The high levels of lactose tolerance in Basque which have high levels of Y-DNA R1b1b2, that is absent in close neighbors to the Basque with high levels of R1b1b2, is particularly vexing because it makes scenarios suggested by the absence of a West Asian autosomal component such as Basque being representative of an early Neolithic background and other Europeans having an additional trace of a later wave of IE or proto-IE migration in the autosomal mix harder to grok.

In an Old European wave (including any admixture in of Paleolithic layers) plus non-Basque IE wave model, you'd expect the non-IE people to be lactose intolerant and the IE people to be lactose tolerant. Instead, we see the reverse, which requires a more complex scenario. We need waves of Old European lactose intolerants, Basque lactose tolerants, and then an IE wave, in that order. Further, the mtDNA, at least, seems to suggest that there is more Basque admixture in of pre-Neolithic populations (e.g. represented in U5b and V mtDNA hgs) than some of their IE neighbors, which is particularly hard to fathom given the sequencing. One needs to have pre-Neolithic retreating to refugium for one reason in the face of Old European Neolithics, followed by Basque in migrations moving in for some other reason (other ecological niches are full, or they are kicked out of somewhere else and muscle in). Dating this from archaeology isn't easy either because you have continuious human presence in the region from the Paleolithic and it is hard to make calls on cultural continuity v. discontinuity and to distinguish meme transfer from demic transfer.

Alternately, we could have had a scenario where selective effects would have put the Basque at far more selective pressure/founder effect for lactose tolerance than their neighbors, but it is hard to come up with selective pressures that would be so much more intense for the Basque than for Gacons or other Iberians.

Maju said...

@Kepler: not strictly uniform but quite so - see this and my version, including a J2-only regional map.

"If not: do you think this is still reflection of Neolithic times?"

Difficult question. It's almost homogeneous: there are some regional differences but J2 is one of the haplogroups for which such regional differences are lowest in Iberia.

"J2 is definitely more represented along the Mediterranean"...

In Iberia you mean? Not especially so. The densest areas are in fact 3 atlantic regions (Asturias, South Portugal and West Andalusia), 2 inland regions (Extemadura, Aragon) and only one Mediterranean (East Andalusia). It'd seem to have a center in SW Iberia if anywhere.

"No, we would not, simply because Roman populations did not completely replaced the original population"...

If J2 would all be Roman then we would expect it to come with the other haplogroups of Italy/Latium in similar frequencies.

What you say only makes sense if some J2 existed in Iberia before any Roman colonization. But then all J2 is not Roman, Q.E.D.

"J2 is more common in the South of Italy, from where most settlers came".

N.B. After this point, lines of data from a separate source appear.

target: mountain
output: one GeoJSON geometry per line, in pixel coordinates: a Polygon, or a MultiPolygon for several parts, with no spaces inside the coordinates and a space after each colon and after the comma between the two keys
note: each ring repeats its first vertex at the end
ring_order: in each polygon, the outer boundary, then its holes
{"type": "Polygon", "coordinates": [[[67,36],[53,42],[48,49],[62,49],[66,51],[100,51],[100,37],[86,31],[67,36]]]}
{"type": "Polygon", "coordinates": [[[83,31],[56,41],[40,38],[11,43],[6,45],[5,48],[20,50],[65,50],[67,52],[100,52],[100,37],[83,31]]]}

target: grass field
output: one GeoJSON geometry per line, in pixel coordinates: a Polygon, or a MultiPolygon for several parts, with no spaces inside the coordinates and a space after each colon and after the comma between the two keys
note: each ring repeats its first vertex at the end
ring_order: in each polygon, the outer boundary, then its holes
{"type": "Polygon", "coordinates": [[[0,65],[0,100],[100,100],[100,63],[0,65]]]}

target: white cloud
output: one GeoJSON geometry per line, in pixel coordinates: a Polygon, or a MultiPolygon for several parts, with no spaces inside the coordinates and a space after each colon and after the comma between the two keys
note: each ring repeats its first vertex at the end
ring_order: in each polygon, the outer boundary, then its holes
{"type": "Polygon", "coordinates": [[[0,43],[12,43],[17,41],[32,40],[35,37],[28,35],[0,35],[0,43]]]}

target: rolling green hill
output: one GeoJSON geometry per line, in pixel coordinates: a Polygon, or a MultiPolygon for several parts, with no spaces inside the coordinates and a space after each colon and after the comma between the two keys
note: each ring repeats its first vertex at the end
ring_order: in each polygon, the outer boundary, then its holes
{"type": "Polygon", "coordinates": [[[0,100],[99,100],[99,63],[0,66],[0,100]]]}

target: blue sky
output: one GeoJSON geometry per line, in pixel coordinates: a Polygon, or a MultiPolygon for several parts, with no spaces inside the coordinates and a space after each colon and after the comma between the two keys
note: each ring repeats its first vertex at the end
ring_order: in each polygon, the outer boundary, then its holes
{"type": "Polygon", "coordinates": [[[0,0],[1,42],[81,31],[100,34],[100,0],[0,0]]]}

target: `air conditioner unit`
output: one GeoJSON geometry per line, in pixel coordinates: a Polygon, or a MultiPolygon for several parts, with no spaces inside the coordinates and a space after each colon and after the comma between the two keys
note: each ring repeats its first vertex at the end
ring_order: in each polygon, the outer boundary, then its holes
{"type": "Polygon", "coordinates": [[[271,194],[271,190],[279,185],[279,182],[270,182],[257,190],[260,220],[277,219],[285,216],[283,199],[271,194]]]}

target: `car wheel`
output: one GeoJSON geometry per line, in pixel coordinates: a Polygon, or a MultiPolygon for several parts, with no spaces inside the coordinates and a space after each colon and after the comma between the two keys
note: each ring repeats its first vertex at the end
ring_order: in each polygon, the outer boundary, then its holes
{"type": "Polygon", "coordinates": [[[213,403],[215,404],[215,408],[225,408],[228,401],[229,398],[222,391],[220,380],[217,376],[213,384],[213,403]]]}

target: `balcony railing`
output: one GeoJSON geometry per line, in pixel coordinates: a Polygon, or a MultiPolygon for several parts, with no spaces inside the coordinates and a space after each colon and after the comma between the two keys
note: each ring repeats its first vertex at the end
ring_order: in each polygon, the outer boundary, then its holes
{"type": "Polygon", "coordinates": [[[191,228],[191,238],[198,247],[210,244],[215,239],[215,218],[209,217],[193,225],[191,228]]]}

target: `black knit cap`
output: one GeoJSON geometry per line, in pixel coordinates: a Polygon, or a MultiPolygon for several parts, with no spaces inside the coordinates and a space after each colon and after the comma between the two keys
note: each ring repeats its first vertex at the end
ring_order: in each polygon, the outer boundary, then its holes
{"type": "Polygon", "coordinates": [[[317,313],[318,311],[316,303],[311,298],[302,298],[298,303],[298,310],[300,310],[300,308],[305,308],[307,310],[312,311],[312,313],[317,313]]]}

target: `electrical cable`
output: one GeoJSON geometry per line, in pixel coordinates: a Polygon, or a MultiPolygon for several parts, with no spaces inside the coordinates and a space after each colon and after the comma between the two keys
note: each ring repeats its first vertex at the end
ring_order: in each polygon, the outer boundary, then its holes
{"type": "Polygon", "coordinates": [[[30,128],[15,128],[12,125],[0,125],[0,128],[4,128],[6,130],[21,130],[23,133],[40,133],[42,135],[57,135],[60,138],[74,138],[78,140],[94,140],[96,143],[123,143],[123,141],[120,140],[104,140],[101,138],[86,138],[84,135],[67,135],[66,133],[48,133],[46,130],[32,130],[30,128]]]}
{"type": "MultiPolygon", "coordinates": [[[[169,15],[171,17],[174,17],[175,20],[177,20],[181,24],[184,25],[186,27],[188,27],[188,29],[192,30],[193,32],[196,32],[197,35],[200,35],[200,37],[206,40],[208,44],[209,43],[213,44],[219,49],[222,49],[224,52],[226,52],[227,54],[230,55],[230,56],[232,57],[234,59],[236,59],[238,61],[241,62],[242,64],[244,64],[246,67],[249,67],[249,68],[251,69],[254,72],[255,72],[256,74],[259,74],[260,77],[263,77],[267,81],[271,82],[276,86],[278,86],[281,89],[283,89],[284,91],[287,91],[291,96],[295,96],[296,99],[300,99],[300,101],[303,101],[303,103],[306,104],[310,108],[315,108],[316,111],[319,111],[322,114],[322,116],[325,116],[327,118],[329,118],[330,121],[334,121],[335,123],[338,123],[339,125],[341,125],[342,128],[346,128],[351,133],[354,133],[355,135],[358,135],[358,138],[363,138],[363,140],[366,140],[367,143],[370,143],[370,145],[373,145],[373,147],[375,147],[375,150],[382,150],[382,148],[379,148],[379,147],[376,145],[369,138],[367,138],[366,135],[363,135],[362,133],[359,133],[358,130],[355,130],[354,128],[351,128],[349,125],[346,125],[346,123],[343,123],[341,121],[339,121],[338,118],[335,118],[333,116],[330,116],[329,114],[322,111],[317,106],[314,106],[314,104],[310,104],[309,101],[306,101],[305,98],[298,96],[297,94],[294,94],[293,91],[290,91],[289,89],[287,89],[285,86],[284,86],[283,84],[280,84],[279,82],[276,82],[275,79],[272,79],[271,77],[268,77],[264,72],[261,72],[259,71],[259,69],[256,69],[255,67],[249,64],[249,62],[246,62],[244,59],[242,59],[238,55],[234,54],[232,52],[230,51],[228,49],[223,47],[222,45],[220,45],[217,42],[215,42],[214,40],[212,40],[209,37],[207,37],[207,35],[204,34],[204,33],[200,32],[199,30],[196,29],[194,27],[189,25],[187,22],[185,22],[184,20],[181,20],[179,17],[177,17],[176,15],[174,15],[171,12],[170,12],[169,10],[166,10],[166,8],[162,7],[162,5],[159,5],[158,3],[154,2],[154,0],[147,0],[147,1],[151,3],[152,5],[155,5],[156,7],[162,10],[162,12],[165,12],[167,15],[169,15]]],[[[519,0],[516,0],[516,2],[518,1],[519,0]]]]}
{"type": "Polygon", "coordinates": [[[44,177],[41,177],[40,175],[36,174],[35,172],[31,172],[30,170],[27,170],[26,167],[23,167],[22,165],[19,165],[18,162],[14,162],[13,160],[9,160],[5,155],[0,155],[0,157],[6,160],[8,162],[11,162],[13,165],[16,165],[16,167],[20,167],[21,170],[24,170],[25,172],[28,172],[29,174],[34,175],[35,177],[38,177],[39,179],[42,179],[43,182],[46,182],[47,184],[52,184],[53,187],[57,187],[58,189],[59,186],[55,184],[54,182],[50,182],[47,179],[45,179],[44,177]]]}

But the South of Italy is also high in J1 and Spain almost lacks that haplogroup. Big problem for your Roman hypothesis.

"You won't expect an exact copy of the patterns in those regions, only so much".

You must expect an almost exact copy. If the origin is 50% A and 50% B, then the colonist will have roughly that apportion and therefore:

1) A destination that has 25% A, 20% B and 55% other (native lineages) suggests a colonization of 45% intensity from the origin.

but...

2) A putative destination with 30% A, 5% B and 65% other implies that either (a) there was no colonization at all (false starting hypothesis) or that (b) there was a very strong founder effect (implying very small populations involved by all sides) or that (c) the origin is another place where A is 80% and B is just 20% (or even less).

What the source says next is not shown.